The atmosphere in the room changed with the rapidity Harry associated with the arrival of Dementors. Where seconds before it had been sleepily relaxed, it was now alert, even tense. A frisson had gone around the table at the mention of Voldemort's name. Lupin, who had been about to take a sip of wine, lowered his goblet slowly, looking wary.
"Has he gotten back his full power yet?" Harry asked immediately.
"No, Sirius," Mrs. Weasley snapped, "They're too young."
She was sitting bolt upright in her chair, her fists clenched on its arms, every trace of drowsiness gone.
"Since when did someone have to be in the Order of the Phoenix to ask questions?" asked Sirius. "Harry's been trapped in that Muggle house for over two months. He's got the right to know what's been happen-"
"Hang on!" interrupted George loudly.
"How come Harry gets his questions answered?" said Fred angrily.
"We've been trying to get stuff out of you for a month and you haven't told us a single stinking thing!" said George.
"'You're too young, you're not in the Order,'" said Fred, in a high-pitched voice that sounded uncannily like his mother's. "Harry's not even of age!"
Well, Harry thought, as far as they knew he wasn't.
"It's not my fault you haven't been told what the Order's doing," said Sirius calmly, "that's your parents' decision. Harry, on the other hand -"
'"It's not down to you to decide what's good for Harry!" said Mrs. Weasley sharply. The expression on her normally kind face looked dangerous. "You haven't forgotten what Dumbledore said, I suppose?"
Which is when Harry snapped, "Just tell me if he has regained his power or not I can guess the rest."
"He hasn't regained power, but the rumors of him coming back, of him being the one to kidnap you have shifted things," Sirius said.
"Haven't you been reading the papers, Harry?" Hermione asked.
"No."
"Well, they've been saying really awful things.

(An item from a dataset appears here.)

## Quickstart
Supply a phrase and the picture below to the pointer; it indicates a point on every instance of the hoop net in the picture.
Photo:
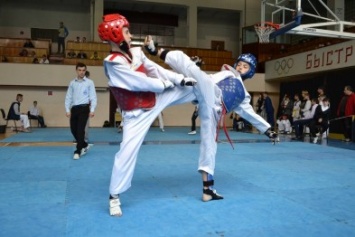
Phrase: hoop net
(264, 30)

Reeta Skeeter heard you tell Dumbledore 'Graveyard, Voldemort, Pettigrew, they both got away,' and now everyone thinks, well that you'r-"
"You're mad," Ron supplied, "Like a lunatic."
"Well not everyone thinks so but according to the papers," Hermione added.
"But some of the Death Eaters and Voldemort's lesser followers have begun to move. And so have we, that is the Order and Dumbledore. Even if he isn't at full strength yet he still has resources, beyond Wormtail."
"But what can he do?" Hermione asked. "What does he want if he isn't just trying to come back to life?"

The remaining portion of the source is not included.